Aquella gira del 74 cerró en la práctica la primera etapa de Cohen. Tardaría tres años en editar un álbum discutido hasta hoy en día, el Death Of A Ladies Man. Producido por un Phil Spector muy borracho para un Cohen que tampoco estaba en su mejor momento, el bombástico sonido del disco suponía una cesura. Sus arreglos hasta el momento estaban entre lo melancólicamente folkie y la música de cámara, siempre con discreción. Ya no regresaría a aquel sonido.
Está claro que a la mayoría de los cantautores, excluyendo seguramente a Neil Young, no les sentaron demasiado bien los años 80, los del post-punk y la electrónica. Sin embargo esos son los años en que Cohen apela a otra generación, hija de aquellos adolescentes de los 70. En un disco que CBS se negó a distribuir por muchas razones de peso, se encontraba Hallelujah, una canción que a través de John Cale en 1991 o de Jeff Buckley en 1994, entre otras 200 versiones a veces muy notables, se convirtió en uno de los himnos de finales del siglo XX.
Como para remachar el clavo de su nueva actualidad, Cohen editaría en 1988 una canción como First We Take Manhattan que parecía conectar, sin hacerlo de forma explícita, con los cambios cataclísmicos que sucedían en el mundo. De hecho, solo un año más tarde caía el muro de Berlín. Cohen se había convertido sin mayor esfuerzo en un artista MTV, cuando esa cadena aún significaba vídeos musicales.
El sonido de estudio era casi plenamente electrónico y ayudaba que I’m Your Man tuviera otros clásicos instantáneos como Everybody Knows o Take This Waltz. En todo caso, ya resultaba raro que un señor de 54 años sin la menor concesión al colorismo de la década pudiera integrarse con tal naturalidad en el sonido y el discurso de un medio considerado el colmo de ese colorismo. Y que también lo dejara atrás.

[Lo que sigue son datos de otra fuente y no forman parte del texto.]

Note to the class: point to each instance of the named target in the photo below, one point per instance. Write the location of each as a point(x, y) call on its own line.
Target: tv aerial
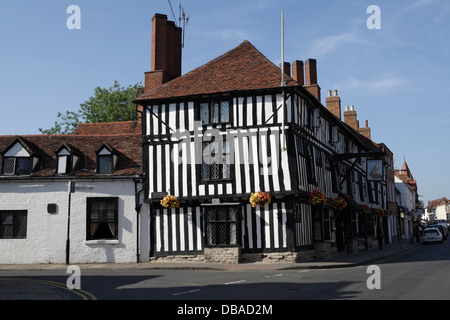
point(183, 20)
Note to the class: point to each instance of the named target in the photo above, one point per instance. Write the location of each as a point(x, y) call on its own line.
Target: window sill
point(90, 242)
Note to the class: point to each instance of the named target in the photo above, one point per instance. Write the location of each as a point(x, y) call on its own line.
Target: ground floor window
point(102, 218)
point(222, 227)
point(321, 224)
point(13, 224)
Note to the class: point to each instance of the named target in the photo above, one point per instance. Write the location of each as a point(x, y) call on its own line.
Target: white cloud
point(327, 44)
point(383, 83)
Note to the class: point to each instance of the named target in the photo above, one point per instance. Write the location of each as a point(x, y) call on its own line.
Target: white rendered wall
point(47, 233)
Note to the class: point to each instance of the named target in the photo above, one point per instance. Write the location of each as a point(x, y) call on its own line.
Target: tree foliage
point(106, 105)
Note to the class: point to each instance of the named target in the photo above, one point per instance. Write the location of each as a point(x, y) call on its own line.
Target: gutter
point(138, 206)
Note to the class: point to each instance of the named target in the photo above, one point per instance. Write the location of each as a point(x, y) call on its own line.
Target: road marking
point(83, 294)
point(185, 292)
point(234, 282)
point(275, 275)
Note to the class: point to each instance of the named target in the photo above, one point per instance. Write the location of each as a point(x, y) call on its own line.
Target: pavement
point(17, 288)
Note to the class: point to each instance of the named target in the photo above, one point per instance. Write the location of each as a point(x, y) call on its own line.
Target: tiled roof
point(240, 69)
point(108, 128)
point(127, 147)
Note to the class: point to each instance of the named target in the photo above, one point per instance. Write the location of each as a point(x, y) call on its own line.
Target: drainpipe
point(71, 189)
point(138, 209)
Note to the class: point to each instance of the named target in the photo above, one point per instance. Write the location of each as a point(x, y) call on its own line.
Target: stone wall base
point(225, 255)
point(278, 256)
point(324, 250)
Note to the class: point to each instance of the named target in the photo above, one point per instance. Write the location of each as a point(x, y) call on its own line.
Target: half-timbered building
point(230, 128)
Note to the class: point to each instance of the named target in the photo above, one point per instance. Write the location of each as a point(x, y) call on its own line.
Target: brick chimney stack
point(350, 117)
point(333, 103)
point(365, 131)
point(297, 72)
point(311, 78)
point(166, 53)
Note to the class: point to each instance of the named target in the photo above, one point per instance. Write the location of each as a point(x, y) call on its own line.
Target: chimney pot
point(311, 78)
point(297, 72)
point(166, 52)
point(333, 104)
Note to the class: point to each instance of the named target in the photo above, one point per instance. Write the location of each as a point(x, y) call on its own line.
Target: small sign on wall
point(51, 208)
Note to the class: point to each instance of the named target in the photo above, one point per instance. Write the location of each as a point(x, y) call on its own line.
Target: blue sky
point(397, 77)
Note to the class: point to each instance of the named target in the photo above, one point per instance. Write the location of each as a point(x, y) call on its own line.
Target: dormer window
point(215, 112)
point(17, 160)
point(66, 160)
point(106, 160)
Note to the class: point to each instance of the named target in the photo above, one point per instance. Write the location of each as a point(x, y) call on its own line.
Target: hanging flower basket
point(381, 212)
point(339, 204)
point(316, 198)
point(170, 202)
point(364, 209)
point(260, 198)
point(384, 213)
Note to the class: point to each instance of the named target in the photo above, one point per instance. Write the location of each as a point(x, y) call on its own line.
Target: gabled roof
point(126, 146)
point(240, 69)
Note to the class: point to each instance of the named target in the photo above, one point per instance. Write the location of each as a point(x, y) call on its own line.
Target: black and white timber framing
point(173, 136)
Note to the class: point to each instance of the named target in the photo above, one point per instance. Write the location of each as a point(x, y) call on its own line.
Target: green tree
point(106, 105)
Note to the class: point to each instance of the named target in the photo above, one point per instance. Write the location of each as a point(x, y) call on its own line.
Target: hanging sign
point(375, 170)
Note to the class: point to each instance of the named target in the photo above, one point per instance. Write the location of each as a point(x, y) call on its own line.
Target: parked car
point(432, 235)
point(443, 223)
point(443, 230)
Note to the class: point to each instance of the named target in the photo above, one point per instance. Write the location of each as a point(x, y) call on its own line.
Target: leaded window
point(222, 227)
point(102, 218)
point(13, 224)
point(215, 160)
point(215, 112)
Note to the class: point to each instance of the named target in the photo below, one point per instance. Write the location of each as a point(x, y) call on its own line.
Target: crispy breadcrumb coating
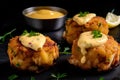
point(24, 58)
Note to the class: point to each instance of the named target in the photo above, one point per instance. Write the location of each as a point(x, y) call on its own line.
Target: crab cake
point(78, 24)
point(95, 51)
point(32, 51)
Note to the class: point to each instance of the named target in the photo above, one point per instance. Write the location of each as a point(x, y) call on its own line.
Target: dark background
point(11, 10)
point(11, 17)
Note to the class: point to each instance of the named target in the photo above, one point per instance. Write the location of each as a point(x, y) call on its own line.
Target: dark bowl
point(45, 24)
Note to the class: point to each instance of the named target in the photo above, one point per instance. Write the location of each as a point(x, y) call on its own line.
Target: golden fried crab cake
point(78, 24)
point(89, 52)
point(32, 51)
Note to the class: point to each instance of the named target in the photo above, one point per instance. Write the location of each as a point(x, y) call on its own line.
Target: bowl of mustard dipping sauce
point(45, 18)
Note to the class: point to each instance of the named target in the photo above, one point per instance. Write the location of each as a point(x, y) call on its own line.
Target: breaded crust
point(25, 58)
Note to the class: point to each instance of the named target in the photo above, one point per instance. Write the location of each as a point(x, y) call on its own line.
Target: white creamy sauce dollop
point(86, 40)
point(33, 42)
point(83, 20)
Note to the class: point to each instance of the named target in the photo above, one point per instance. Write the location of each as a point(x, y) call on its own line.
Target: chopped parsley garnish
point(59, 75)
point(96, 34)
point(82, 14)
point(31, 33)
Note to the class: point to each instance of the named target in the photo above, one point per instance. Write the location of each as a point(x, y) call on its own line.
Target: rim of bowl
point(54, 8)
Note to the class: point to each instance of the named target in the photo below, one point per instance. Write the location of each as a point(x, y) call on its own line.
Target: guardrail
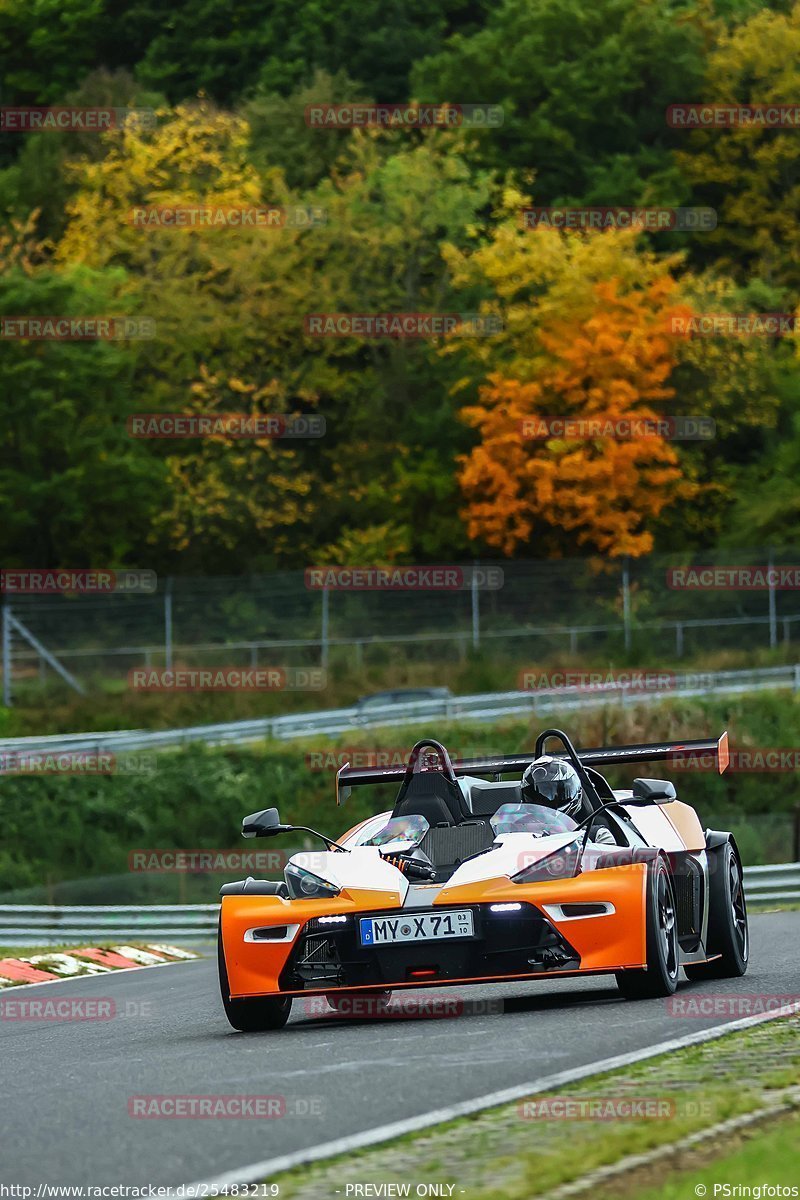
point(780, 882)
point(74, 924)
point(482, 708)
point(53, 925)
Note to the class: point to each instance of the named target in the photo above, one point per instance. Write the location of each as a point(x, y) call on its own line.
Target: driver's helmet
point(553, 783)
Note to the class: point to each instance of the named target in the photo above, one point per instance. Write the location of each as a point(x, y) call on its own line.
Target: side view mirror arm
point(280, 828)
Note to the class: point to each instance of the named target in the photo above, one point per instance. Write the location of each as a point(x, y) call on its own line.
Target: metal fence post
point(168, 623)
point(626, 603)
point(6, 654)
point(324, 634)
point(770, 581)
point(476, 613)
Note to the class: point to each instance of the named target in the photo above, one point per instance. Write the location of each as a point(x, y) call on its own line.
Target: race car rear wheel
point(728, 931)
point(251, 1015)
point(359, 1003)
point(661, 975)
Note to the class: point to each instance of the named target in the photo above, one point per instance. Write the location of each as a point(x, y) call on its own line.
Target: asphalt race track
point(64, 1115)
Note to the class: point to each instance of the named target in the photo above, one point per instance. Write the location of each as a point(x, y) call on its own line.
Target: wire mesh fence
point(673, 605)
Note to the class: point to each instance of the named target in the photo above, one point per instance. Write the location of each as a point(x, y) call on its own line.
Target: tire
point(728, 930)
point(359, 1003)
point(662, 949)
point(251, 1015)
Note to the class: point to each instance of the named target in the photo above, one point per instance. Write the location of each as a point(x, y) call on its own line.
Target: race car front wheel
point(661, 975)
point(728, 933)
point(251, 1015)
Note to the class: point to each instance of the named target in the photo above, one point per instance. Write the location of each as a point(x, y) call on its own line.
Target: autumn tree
point(601, 491)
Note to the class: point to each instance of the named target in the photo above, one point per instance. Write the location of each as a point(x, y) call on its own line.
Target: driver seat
point(432, 796)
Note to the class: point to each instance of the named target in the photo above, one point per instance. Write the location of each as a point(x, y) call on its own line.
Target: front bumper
point(512, 945)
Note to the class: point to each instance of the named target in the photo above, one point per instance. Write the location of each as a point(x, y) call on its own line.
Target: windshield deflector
point(534, 819)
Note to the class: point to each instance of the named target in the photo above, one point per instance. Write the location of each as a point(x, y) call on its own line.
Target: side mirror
point(263, 825)
point(654, 791)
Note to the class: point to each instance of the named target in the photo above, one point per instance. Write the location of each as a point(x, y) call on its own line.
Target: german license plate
point(425, 927)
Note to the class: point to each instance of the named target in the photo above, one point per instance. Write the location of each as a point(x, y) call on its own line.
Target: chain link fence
point(578, 606)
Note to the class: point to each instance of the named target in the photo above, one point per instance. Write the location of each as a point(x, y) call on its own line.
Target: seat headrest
point(486, 798)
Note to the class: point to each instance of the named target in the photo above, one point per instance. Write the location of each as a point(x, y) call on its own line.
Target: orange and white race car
point(464, 881)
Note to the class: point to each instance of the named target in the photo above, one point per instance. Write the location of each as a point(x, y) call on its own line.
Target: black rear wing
point(602, 756)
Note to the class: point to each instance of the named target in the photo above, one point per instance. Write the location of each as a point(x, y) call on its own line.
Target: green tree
point(73, 490)
point(584, 89)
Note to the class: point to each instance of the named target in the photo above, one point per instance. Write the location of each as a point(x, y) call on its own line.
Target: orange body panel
point(603, 943)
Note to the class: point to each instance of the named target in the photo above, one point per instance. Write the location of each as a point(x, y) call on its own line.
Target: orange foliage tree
point(613, 365)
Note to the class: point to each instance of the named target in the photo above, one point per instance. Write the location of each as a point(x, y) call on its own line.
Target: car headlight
point(563, 864)
point(305, 885)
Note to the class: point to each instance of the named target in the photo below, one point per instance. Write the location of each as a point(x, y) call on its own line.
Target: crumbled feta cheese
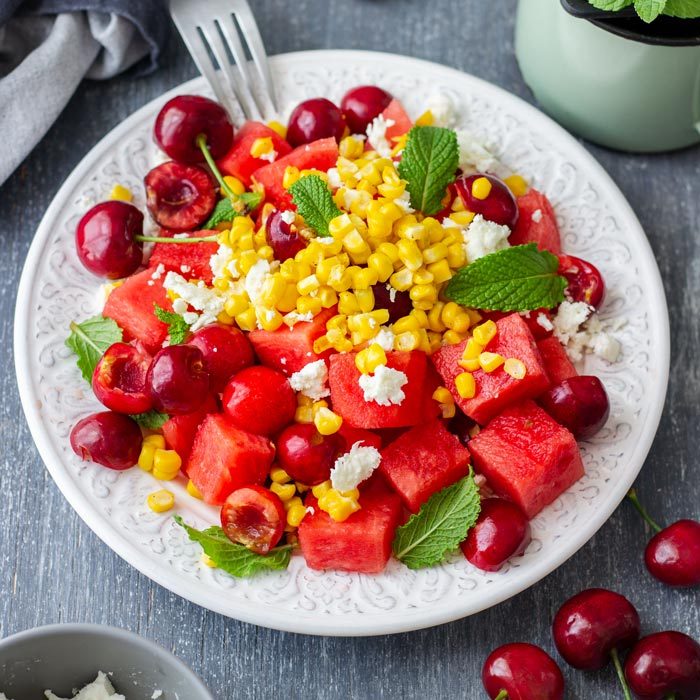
point(385, 338)
point(354, 467)
point(376, 135)
point(483, 237)
point(311, 380)
point(384, 386)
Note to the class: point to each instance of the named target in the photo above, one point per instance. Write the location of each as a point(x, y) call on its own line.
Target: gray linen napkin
point(49, 46)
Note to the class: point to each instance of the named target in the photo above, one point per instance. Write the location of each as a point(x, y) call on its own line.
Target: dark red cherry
point(498, 206)
point(119, 379)
point(592, 625)
point(110, 439)
point(306, 455)
point(664, 665)
point(579, 404)
point(522, 672)
point(284, 237)
point(397, 303)
point(183, 119)
point(105, 239)
point(177, 379)
point(179, 197)
point(585, 283)
point(362, 104)
point(315, 119)
point(502, 531)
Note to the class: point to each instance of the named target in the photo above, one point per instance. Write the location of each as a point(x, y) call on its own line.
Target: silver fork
point(213, 28)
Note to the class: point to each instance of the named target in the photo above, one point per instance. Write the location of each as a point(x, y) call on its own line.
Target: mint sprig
point(314, 202)
point(521, 278)
point(439, 526)
point(429, 164)
point(89, 340)
point(178, 328)
point(233, 558)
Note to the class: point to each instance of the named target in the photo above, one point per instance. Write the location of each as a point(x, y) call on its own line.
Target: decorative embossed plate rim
point(597, 223)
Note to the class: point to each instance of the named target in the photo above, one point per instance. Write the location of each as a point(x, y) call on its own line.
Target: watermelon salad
point(355, 336)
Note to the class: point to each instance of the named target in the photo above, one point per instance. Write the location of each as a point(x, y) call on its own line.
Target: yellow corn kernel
point(465, 384)
point(284, 491)
point(516, 184)
point(515, 368)
point(481, 188)
point(194, 491)
point(121, 193)
point(146, 456)
point(327, 422)
point(490, 361)
point(485, 332)
point(160, 501)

Leonard Cohen y su peripecia vital, a veces poco edificante, otras casi patética (cómo ser estafado en su ancianidad) parecen ocupar un lugar al margen de la misma historia. Surgió como uno de los pocos capaz de aguantar el tirón de Dylan haciéndolo sin competir, sin emular, en sus propios términos cimentados en una escritura maravillosa. Y luego fue capaz de seguir caminando para encontrarse con una nueva gente que sentía la misma necesidad básica de sus padres o hermanos muy mayores: un lugar donde poder sumergirse con todo, el pensamiento y el sentimiento. Y a veces incluso bailar.